Aparentemente, os livros que tem sido escritos mais recentemente por Canton (2001), Chiarelli (1999), Farias (2002), sobre a produção brasileira não se

furtaram de colocar nomes de artistas femininas. Tal fato parece demonstrar que as mulheres têm recebido tratamento semelhante aos dos artistas homens no campo da arte brasileiro. O que está claro é que não houve no Brasil, no terreno das artes visuais, movimentos artísticos feministas, com diferentes discussões teóricas, como aconteceu nos Estados Unidos, como já foi abordado anteriormente. Nesse país, teóricas, artistas plásticas, historiadoras atuaram e tem atuado intensamente para difundir as reivindicações e os anseios feministas. Inúmeras artistas usaram a linguagem das artes visuais para contestar as formas de representação da mulher, propondo novas formas, construídas a partir de um olhar feminino.

Ao fazer esta avaliação, considero que a historiografia da arte abriu um espaço na arte contemporânea, após a década de 1960, para a arte das mulheres.
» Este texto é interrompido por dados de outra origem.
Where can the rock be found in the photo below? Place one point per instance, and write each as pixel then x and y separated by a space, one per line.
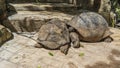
pixel 5 35
pixel 91 26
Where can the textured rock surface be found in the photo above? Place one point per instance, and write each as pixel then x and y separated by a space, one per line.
pixel 91 26
pixel 27 21
pixel 5 34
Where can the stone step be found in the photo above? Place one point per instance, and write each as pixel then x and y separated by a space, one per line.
pixel 41 1
pixel 40 14
pixel 44 7
pixel 31 21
Ao trabalhar com a arte das chamadas minorias, cujo caráter é mais reflexivo, a História da Arte, de escrita mais recente, tem possibilitado a criação de espaços de discussões bastante variadas em relação a essas representações. A constância nessas discussões através da arte é uma ótima maneira de fortalecer o movimento feminista. Uma das reflexões bastante permanente nesta história é sobre a forma de representação de imagens do feminino, realizadas a partir de um olhar masculino, que se consagrou desde a Antiguidade, sendo reforçada no Renascimento e, segundo Nead (1998), permanecendo até hoje.